Leeds scientists attend world climate summit
Scientists from the University of Leeds have returned to the UK after attending the United Nations Climate Change Conference in Cancun, Mexico.
Two weeks of talks between 190 countries culminated with a welcome new pledge to tackle climate change by making deeper cuts in carbon emissions but much remains to be done. The agreement will also see a fund created to channel money from developed West to developing countries.
Leeds scientists were involved in the conference and at various side events running parallel to the main negotiations where they made significant contributions.
One event was the Agriculture and Rural Development Day (ARDD) on 4 December. More than 400 policymakers, farmers, members of civil society, the private sector and scientists attended the day, which was aimed at tackling the challenge of feeding a rapidly growing global population - expected to reach 9 billion by 2050 - in an increasingly harsh climate.
David Howlett from the University of Leeds' Africa College and Faculty of Biological Sciences was a member of the ARDD organising committee that drafted a statement of the day that was delivered to the climate change negotiators. The statement described the key issues raised during the discussions, including how agriculture can contribute to a low emission future while adapting to climate change and enhancing food security.

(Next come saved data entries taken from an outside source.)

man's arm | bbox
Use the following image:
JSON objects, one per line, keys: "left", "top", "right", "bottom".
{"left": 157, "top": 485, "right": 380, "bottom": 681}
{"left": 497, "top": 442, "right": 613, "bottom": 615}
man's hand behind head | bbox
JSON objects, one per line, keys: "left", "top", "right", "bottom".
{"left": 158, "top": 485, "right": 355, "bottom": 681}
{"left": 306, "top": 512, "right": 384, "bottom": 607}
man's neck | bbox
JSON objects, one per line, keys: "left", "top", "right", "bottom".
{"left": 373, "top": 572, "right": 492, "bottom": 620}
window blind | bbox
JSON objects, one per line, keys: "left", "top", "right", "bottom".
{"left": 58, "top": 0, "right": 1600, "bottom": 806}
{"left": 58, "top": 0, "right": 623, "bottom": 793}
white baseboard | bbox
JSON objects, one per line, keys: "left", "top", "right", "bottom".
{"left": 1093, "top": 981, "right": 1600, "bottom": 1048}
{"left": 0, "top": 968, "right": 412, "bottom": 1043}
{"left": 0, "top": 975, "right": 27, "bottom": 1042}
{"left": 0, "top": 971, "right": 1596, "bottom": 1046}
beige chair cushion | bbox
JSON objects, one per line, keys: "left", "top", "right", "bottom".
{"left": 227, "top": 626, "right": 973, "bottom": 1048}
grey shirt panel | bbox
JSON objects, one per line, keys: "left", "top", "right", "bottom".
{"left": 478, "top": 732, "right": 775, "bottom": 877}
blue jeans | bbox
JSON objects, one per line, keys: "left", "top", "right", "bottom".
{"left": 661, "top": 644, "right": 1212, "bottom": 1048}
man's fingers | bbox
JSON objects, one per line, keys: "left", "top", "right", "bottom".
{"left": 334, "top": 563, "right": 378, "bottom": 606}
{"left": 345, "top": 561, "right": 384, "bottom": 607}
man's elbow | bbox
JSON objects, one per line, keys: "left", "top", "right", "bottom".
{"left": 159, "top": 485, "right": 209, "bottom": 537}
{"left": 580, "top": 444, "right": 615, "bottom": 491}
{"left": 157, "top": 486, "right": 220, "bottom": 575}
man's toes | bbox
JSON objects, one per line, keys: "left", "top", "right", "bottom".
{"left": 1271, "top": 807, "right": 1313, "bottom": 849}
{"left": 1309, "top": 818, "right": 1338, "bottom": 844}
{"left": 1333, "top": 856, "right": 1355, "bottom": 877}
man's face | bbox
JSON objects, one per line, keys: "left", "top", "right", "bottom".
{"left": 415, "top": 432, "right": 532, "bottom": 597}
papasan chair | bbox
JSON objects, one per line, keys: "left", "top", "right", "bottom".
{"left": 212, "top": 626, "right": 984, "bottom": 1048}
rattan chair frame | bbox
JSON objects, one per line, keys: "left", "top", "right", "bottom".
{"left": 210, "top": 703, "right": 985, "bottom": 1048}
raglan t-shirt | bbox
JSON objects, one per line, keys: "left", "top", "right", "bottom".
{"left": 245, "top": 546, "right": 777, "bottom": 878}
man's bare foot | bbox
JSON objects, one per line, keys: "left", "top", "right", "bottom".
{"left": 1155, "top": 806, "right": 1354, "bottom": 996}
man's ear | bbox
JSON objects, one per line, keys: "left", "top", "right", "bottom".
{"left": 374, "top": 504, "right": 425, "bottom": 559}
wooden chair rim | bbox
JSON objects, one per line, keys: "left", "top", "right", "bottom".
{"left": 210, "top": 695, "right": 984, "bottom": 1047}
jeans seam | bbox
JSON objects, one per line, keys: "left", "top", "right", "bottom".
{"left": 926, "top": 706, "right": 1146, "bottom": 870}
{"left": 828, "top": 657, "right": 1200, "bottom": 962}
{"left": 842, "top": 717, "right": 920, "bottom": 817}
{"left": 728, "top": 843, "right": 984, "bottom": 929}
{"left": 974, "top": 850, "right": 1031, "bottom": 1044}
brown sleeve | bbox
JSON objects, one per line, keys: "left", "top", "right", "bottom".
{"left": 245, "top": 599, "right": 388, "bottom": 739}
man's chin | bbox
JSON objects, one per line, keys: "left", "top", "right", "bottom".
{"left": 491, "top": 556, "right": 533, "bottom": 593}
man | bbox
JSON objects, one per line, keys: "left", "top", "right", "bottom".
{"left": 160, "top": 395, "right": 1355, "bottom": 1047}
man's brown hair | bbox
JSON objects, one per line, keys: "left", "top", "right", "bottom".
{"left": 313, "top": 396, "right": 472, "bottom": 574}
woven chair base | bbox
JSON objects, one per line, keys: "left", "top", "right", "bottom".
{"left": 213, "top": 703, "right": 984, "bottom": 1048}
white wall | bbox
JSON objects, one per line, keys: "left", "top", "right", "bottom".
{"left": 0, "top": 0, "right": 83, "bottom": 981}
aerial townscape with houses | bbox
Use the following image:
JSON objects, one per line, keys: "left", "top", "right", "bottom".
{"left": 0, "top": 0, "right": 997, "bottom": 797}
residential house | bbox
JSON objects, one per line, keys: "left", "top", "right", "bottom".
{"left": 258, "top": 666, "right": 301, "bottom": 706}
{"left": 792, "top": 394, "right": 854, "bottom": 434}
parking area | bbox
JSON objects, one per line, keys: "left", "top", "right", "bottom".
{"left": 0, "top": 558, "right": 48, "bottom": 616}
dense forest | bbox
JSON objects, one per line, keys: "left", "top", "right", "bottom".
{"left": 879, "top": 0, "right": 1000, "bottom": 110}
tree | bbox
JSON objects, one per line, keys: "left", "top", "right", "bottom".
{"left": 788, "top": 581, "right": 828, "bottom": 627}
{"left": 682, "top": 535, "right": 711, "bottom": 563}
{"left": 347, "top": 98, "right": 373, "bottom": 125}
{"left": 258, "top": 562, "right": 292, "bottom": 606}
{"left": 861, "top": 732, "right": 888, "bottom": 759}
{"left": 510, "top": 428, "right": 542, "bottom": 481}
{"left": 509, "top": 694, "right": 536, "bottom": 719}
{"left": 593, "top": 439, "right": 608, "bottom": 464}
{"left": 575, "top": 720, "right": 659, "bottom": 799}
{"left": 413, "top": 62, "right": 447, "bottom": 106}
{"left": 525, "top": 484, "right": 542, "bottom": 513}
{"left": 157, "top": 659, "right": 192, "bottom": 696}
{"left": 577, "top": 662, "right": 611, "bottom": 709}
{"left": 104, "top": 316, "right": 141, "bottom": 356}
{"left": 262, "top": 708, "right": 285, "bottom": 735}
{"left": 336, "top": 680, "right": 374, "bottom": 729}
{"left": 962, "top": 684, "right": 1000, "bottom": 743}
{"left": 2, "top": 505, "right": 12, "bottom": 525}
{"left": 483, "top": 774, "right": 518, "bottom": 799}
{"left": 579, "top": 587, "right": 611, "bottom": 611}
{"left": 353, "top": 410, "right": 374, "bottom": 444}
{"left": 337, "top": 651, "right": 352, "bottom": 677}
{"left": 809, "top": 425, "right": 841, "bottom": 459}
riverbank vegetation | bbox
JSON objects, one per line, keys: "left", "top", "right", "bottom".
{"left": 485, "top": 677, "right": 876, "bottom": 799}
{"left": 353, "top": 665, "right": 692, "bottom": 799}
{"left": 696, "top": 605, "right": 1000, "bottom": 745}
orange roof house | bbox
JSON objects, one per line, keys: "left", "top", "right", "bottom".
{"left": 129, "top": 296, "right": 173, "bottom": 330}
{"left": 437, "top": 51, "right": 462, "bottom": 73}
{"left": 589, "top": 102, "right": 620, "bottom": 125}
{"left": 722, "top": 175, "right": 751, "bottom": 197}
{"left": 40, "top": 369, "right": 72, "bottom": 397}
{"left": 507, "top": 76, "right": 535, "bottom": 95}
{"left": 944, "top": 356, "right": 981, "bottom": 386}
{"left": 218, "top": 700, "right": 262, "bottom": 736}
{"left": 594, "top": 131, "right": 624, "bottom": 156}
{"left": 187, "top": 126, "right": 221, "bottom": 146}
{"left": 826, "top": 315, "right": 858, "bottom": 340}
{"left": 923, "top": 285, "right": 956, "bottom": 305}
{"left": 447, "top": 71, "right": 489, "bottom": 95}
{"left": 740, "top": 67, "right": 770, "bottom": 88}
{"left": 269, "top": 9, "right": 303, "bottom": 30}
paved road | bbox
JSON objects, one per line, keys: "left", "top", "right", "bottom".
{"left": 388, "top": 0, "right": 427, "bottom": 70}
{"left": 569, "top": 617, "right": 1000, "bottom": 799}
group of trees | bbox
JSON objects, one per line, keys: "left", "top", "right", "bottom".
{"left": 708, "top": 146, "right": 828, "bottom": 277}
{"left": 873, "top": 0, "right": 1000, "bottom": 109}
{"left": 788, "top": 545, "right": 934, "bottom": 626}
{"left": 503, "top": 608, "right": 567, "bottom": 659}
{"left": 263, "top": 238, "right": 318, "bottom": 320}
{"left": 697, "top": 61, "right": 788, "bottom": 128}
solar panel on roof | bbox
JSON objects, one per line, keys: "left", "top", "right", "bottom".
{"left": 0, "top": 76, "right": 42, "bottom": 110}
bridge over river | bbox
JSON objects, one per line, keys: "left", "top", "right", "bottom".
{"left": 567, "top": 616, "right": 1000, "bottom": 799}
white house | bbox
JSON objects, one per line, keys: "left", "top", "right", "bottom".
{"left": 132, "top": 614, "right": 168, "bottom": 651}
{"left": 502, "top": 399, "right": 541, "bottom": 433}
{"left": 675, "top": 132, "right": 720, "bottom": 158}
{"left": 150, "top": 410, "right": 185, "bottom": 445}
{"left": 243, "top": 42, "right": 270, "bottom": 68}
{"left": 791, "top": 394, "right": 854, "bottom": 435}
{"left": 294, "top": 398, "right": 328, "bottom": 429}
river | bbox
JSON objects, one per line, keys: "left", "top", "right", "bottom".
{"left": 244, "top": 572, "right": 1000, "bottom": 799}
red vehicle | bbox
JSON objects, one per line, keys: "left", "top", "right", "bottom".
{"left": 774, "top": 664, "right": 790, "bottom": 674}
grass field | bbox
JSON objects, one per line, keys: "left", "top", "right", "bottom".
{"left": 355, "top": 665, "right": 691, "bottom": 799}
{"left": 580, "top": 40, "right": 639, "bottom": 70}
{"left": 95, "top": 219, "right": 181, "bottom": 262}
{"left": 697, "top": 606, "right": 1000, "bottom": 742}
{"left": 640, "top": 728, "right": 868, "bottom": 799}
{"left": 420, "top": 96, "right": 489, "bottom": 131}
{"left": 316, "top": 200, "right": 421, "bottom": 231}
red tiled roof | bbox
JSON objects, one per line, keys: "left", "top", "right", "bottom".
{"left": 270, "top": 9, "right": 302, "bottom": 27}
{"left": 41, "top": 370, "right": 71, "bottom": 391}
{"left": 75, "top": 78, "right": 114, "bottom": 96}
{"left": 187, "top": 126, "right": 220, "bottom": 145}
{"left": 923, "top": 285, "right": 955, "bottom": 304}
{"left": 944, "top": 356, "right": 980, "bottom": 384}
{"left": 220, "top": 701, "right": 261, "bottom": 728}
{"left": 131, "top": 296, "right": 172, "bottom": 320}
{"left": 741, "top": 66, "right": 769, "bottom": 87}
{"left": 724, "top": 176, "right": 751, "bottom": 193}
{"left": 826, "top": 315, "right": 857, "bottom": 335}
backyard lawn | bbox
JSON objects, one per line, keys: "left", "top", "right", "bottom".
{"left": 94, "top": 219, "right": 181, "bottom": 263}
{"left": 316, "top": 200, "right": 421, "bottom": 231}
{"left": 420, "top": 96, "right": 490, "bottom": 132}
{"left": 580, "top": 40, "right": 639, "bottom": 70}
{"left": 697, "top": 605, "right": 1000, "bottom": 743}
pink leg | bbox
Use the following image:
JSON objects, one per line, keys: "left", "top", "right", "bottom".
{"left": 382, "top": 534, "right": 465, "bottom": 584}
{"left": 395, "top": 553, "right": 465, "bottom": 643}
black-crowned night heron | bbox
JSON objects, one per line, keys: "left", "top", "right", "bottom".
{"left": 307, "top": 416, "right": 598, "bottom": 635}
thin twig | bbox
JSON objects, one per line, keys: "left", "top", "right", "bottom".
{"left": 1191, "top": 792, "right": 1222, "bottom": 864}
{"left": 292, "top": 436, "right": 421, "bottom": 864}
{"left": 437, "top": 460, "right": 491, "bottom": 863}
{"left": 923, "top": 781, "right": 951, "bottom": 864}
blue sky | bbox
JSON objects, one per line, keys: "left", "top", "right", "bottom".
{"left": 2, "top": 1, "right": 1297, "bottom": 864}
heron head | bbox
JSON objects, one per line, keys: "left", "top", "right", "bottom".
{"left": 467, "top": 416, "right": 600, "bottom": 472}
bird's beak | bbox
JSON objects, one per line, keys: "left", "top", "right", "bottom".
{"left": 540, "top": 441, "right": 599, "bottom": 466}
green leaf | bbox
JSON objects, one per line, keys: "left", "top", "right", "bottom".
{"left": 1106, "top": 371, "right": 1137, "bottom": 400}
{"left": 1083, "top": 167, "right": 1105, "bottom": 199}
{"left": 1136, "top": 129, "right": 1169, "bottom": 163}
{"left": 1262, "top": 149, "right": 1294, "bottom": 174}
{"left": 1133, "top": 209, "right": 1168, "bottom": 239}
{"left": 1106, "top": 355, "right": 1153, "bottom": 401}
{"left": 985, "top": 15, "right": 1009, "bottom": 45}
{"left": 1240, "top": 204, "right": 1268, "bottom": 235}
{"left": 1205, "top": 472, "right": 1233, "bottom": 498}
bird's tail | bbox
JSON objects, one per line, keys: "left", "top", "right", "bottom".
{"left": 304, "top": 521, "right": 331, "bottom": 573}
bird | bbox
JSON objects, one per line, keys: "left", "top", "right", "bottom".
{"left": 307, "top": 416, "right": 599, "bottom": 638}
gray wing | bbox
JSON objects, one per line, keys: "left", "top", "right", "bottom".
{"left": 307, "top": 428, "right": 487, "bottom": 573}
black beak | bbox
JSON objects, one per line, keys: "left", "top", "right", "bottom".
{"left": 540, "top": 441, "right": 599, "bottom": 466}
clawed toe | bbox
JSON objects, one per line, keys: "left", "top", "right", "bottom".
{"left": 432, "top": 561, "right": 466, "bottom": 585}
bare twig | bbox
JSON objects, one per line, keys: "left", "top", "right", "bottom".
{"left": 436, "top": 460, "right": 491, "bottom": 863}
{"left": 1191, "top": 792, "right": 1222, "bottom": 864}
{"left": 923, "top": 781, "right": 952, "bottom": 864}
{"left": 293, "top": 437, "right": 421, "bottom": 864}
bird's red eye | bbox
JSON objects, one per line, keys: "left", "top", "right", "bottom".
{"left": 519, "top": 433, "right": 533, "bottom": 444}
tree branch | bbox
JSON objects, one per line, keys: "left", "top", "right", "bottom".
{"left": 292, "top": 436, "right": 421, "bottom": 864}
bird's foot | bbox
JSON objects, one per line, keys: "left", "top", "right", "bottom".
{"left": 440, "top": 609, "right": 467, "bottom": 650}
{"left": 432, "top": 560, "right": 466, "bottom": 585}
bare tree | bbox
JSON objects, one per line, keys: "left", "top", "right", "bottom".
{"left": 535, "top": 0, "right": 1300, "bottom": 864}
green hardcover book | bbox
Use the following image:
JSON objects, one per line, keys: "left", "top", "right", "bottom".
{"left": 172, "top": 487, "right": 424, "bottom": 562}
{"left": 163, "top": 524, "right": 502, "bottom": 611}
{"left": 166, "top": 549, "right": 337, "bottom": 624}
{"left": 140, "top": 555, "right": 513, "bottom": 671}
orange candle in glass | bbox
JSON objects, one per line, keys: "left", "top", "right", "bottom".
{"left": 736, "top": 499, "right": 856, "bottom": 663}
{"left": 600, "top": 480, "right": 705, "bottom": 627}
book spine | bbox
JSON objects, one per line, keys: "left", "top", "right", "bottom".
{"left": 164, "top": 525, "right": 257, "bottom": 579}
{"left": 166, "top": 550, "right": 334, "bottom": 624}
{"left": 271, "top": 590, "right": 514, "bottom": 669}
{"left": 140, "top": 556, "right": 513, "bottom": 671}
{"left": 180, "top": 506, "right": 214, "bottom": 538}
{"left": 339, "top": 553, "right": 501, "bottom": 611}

Claire Quinn and Lindsay Stringer from the School of Earth and Environment (SEE) also attended ARDD where they helped organise a roundtable discussion on climate finance. The discussion, chaired by Matthew Wyatt, Head of Climate and Environment Department of the UK Department for International Development, looked at the potential for linking payments to reduce carbon emissions through agriculture to improving livelihoods and poverty reduction.
Andy Challinor, also from SEE, was involved in the launch of the new programme on Climate Change, Agriculture and Food Security (CCAFS). This 10-year initiative seeks to overcome the threats to agriculture and food security in a changing climate, exploring new ways of helping vulnerable rural communities adjust to global changes in climate.
CCAFS is a collaboration between the Consultative Group on International Agricultural Research and the Earth System Science Partnership. By 2020, the initiative aims to help reduce poverty in target regions by 10%; reduce the number of malnourished rural poor by 25%; and help farmers in developing countries contribute to climate change mitigation.
CCAFS will bring together research carried out by the world's leading experts on agriculture, climate, and the environment and Andy will co-lead one of the programme's research themes on adaptation to climate change.
Simon Lewis, from the School of Geography, was an invited speaker at the Government of Mexico's Climate Change Communication Forum, jointly organised with the Pew Center on Global Climate Change and attended by around 200 delegates. Simon was part of a panel discussion on 'Communicating climate science' chaired by Andy Revkin of the New York Times. The panel immediately followed the keynote speech by Rajendra K. Pachauri, chair of the Intergovernmental Panel on Climate Change (IPCC).
Simon was also part of the official delegation for the Government of Gabon, for which he acts as a scientific advisor. His delegation was particularly focused on the REDD+ (Reduced Emissions from Deforestation and Degradation) programme, which seeks to conserve and sustainably manage the world's forests to combat climate change.